In connection with the base of the carriage is an adjustable vise adapted to hold the materials of varying size to be cut at any angle with reference to the plane of the saw."

It was a successful design and implementation.  However, despite all the right planning the future of this company was not meant to be.

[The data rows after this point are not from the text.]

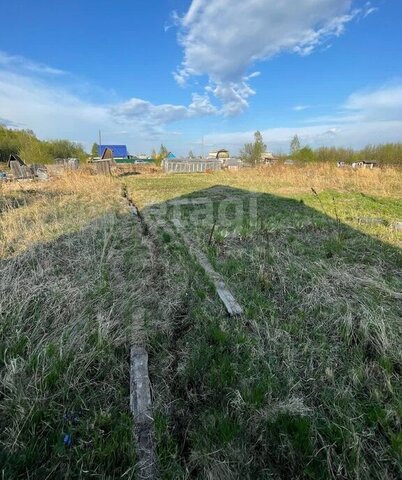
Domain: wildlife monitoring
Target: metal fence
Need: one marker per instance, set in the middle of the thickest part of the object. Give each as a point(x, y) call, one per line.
point(191, 166)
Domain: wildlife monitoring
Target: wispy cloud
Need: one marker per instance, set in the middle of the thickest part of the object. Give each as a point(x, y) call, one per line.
point(300, 108)
point(222, 39)
point(365, 117)
point(20, 63)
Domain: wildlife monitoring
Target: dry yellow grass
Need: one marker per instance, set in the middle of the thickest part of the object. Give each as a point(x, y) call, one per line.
point(33, 212)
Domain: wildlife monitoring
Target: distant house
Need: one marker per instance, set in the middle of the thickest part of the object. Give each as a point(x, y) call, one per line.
point(118, 151)
point(219, 155)
point(107, 154)
point(268, 158)
point(364, 165)
point(232, 163)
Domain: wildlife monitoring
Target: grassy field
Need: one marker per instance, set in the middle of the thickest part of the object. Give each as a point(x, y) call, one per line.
point(306, 384)
point(72, 288)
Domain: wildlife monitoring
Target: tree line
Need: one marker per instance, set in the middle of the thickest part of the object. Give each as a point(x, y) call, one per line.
point(32, 150)
point(389, 153)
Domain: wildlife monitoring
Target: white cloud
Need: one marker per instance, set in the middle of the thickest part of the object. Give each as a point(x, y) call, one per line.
point(365, 118)
point(385, 102)
point(163, 113)
point(222, 39)
point(30, 100)
point(17, 62)
point(300, 108)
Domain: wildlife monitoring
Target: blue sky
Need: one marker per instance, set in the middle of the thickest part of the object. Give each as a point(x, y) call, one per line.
point(179, 71)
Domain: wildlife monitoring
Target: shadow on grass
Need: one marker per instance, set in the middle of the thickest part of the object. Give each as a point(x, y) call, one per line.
point(307, 384)
point(67, 310)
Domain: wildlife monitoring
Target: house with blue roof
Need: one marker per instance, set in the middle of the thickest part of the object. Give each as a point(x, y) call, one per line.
point(118, 151)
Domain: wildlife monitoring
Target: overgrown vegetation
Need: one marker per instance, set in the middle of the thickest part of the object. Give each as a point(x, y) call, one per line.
point(308, 383)
point(33, 150)
point(72, 287)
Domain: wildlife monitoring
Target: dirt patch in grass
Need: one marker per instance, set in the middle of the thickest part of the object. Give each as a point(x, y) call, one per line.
point(308, 383)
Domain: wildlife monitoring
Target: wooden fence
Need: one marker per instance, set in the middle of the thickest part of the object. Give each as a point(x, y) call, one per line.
point(191, 166)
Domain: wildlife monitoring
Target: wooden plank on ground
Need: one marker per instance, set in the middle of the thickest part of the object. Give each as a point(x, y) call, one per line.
point(141, 408)
point(231, 305)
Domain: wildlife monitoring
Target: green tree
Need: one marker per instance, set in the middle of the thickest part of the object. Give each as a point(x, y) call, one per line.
point(251, 153)
point(305, 154)
point(295, 145)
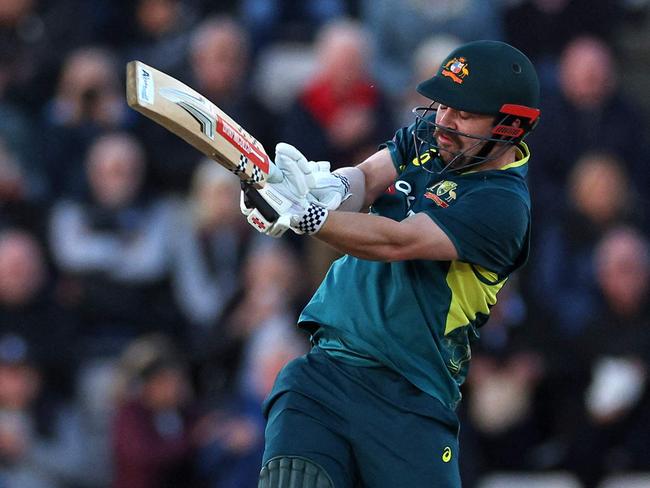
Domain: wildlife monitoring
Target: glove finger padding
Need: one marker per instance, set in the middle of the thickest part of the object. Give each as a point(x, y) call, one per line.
point(293, 166)
point(282, 200)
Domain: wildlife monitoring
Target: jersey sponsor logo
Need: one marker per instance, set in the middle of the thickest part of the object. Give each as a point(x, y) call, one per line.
point(442, 193)
point(456, 69)
point(422, 159)
point(446, 454)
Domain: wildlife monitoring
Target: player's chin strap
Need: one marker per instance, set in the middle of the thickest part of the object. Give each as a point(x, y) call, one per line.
point(505, 131)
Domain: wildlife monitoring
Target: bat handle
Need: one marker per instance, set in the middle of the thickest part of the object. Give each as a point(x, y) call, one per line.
point(252, 199)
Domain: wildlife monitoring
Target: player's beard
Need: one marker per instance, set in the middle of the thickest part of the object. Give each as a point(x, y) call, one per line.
point(451, 148)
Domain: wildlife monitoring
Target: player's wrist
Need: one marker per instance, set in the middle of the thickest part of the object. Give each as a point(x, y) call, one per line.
point(312, 220)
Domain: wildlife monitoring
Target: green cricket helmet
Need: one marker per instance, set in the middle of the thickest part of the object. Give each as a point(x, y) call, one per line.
point(482, 77)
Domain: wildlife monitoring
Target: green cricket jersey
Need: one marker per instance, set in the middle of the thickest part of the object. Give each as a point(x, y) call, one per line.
point(420, 317)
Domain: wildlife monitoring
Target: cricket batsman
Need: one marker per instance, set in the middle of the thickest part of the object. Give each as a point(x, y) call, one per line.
point(373, 403)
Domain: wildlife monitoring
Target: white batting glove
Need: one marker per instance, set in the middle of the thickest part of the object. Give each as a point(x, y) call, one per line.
point(294, 213)
point(328, 189)
point(321, 186)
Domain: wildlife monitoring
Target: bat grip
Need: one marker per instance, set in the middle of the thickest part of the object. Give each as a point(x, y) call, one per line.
point(253, 199)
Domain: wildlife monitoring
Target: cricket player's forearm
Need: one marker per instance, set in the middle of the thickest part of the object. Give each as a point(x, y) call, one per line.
point(379, 238)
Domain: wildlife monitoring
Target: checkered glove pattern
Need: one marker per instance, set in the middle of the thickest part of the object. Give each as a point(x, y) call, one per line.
point(312, 220)
point(345, 181)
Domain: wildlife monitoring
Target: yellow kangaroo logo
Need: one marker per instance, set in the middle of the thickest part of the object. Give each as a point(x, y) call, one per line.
point(446, 454)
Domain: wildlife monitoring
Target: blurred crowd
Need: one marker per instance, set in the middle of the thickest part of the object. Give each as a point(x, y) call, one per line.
point(142, 321)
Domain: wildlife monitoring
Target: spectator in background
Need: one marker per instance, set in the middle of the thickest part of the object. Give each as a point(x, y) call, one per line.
point(614, 352)
point(543, 28)
point(426, 62)
point(504, 418)
point(219, 70)
point(18, 204)
point(29, 308)
point(588, 113)
point(397, 31)
point(262, 328)
point(89, 101)
point(272, 21)
point(42, 443)
point(270, 291)
point(562, 276)
point(152, 429)
point(209, 244)
point(113, 249)
point(341, 115)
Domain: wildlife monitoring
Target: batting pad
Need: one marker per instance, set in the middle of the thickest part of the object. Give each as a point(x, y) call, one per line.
point(293, 472)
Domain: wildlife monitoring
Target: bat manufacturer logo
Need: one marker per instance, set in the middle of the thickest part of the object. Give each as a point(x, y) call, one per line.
point(195, 106)
point(145, 82)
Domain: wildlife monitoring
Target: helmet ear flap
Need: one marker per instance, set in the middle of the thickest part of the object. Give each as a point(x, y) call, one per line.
point(508, 129)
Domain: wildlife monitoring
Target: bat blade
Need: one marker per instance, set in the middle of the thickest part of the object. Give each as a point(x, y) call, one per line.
point(198, 121)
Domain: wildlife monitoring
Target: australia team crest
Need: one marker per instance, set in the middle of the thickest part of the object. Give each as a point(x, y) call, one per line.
point(442, 193)
point(456, 69)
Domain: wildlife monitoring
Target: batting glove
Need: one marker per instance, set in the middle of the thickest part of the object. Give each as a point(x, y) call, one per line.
point(293, 213)
point(315, 179)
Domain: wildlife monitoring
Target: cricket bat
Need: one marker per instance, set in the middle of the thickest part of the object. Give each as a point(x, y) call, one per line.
point(198, 121)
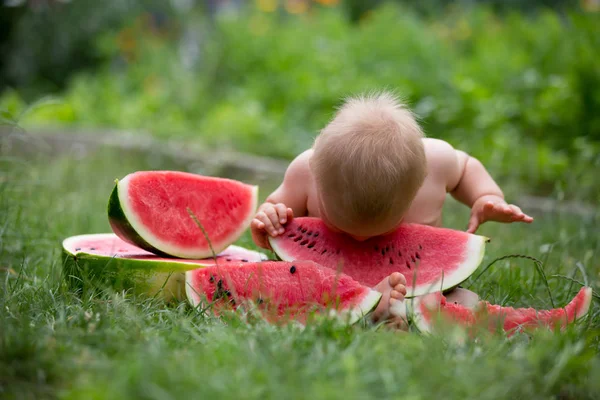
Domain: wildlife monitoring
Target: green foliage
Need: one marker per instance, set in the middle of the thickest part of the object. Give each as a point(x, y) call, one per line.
point(54, 344)
point(518, 92)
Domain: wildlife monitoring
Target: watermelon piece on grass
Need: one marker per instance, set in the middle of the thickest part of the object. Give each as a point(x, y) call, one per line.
point(150, 210)
point(281, 290)
point(430, 258)
point(105, 259)
point(432, 311)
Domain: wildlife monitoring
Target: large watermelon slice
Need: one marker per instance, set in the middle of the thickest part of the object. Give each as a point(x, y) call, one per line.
point(282, 290)
point(432, 309)
point(150, 209)
point(105, 259)
point(430, 258)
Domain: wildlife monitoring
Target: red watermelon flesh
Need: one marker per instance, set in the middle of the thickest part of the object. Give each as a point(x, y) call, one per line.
point(107, 260)
point(110, 245)
point(428, 309)
point(150, 209)
point(439, 258)
point(282, 289)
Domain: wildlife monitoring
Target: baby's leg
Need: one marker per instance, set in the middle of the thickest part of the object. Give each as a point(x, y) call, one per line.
point(393, 289)
point(462, 296)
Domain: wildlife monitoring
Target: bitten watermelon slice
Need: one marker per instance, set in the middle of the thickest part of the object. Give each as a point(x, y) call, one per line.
point(105, 259)
point(150, 209)
point(433, 309)
point(430, 258)
point(282, 290)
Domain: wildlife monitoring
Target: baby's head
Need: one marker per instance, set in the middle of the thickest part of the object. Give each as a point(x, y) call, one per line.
point(368, 164)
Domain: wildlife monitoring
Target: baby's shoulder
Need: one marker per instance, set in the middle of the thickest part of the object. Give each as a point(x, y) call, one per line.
point(437, 147)
point(439, 152)
point(442, 161)
point(299, 167)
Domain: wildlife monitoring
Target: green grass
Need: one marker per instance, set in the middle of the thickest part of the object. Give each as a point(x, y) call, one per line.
point(114, 346)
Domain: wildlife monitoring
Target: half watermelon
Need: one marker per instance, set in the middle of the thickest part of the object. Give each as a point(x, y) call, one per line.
point(430, 258)
point(432, 311)
point(104, 259)
point(151, 209)
point(281, 290)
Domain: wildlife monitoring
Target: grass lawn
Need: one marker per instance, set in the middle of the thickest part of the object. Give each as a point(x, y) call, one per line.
point(111, 346)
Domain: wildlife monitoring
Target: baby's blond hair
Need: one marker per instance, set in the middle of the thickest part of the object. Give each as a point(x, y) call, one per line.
point(369, 161)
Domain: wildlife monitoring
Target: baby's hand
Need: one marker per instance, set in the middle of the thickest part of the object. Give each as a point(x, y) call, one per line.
point(494, 208)
point(269, 220)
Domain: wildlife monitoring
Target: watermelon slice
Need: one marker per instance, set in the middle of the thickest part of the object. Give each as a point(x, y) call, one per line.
point(430, 258)
point(105, 259)
point(433, 308)
point(150, 209)
point(282, 289)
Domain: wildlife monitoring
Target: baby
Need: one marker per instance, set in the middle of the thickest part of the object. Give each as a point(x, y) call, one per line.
point(371, 169)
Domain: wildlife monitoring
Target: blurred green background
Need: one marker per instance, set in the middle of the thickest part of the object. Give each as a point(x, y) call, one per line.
point(514, 83)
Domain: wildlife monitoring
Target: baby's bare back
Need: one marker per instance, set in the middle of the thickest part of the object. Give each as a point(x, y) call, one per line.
point(444, 172)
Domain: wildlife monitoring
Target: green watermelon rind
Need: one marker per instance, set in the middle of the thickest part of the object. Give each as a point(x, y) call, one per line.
point(348, 316)
point(127, 226)
point(475, 250)
point(411, 309)
point(152, 278)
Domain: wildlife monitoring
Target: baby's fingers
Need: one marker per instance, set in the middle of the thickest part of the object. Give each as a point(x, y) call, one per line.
point(518, 215)
point(273, 216)
point(282, 212)
point(257, 224)
point(267, 225)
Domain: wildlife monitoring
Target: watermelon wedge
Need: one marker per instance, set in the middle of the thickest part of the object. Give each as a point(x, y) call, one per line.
point(105, 259)
point(281, 290)
point(430, 258)
point(432, 309)
point(150, 210)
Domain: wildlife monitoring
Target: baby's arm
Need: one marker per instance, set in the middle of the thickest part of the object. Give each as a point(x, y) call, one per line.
point(287, 200)
point(471, 184)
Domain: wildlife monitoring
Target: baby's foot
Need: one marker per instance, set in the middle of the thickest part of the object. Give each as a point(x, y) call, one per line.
point(393, 289)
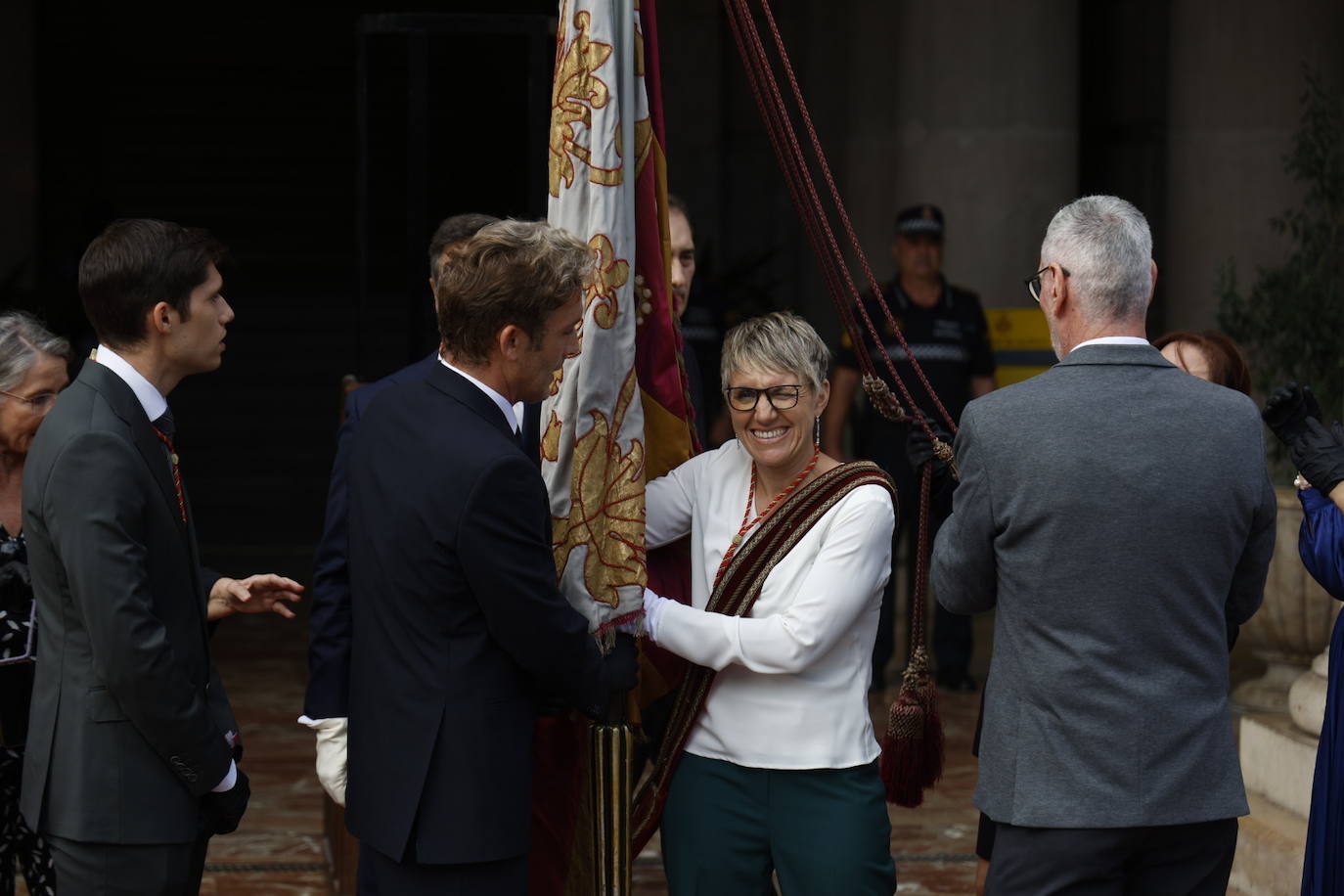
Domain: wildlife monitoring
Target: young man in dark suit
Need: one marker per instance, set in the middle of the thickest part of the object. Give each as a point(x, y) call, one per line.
point(132, 748)
point(1117, 514)
point(459, 623)
point(327, 698)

Harry G. Goodell, Henry's son, became ill and had to resign from his duties.  The situation was serious and Henry E. decided to stop the Goodell, Son & Co. venture short.  He sold the company to the Goodell Brothers Co. in September, 1898, after only one year of operation.(24)  These events did not slowdown the production of the Bench Hack Saw. 

Goodell Brothers Co., now the owner of the patent and production rights, eagerly went to work.  By the end of 1898 the Bench Hack Saw was available for purchase and was advertised in trade magazines.

In later catalog, published by Goodell-Pratt Co., the hack saw was described:

"A Bench Hack Saw is a device for which there has long been a place in repair shops, stores, and small factories.  It can be readily fastened to any bench, and will pay for itself in a week's time where iron, steel, or brass rod or tubing have to be cut off.

It is fitted with a swivel vise, which can be set to saw at an angle.  This point alone is a valuable addition to the usefulness of the machine, as the ability to saw on a miter will often save the operator much time which would otherwise be spent in filing."(25)


(20)  Information from “A Millers Falls Home Page” website by Randy Roeder

(21)  Report of the Tax Commissioner of the Commonwealth of Massachusetts for the year ending December 31, 1899, (Boston, MA, 1900), 203;  Cope, Kenneth, Sorting out the Goodell Companies, Chronicle of the Early American Industries Association, v. 45, no. 4, (Levittown, NY, 1992), 115.

(22)  Davis, William T., The New England States, their Constitutional, Judicial, Educational, Commercial, Professional and Industrial History, Vol. 4, (Boston, MA, 1897), 2036.

(23)  Ancestry.com

(24)  Bureau of Statistics of Labor, Commonwealth of Massachusetts, The Annual Statistics of Manufactures for 1898, (Boston, MA: 1899), 283.

(25)  Goodell-Pratt Company, Tools Catalog No. 7, 1905, (Greenfield, MA: Goodell-Pratt Co.), 103.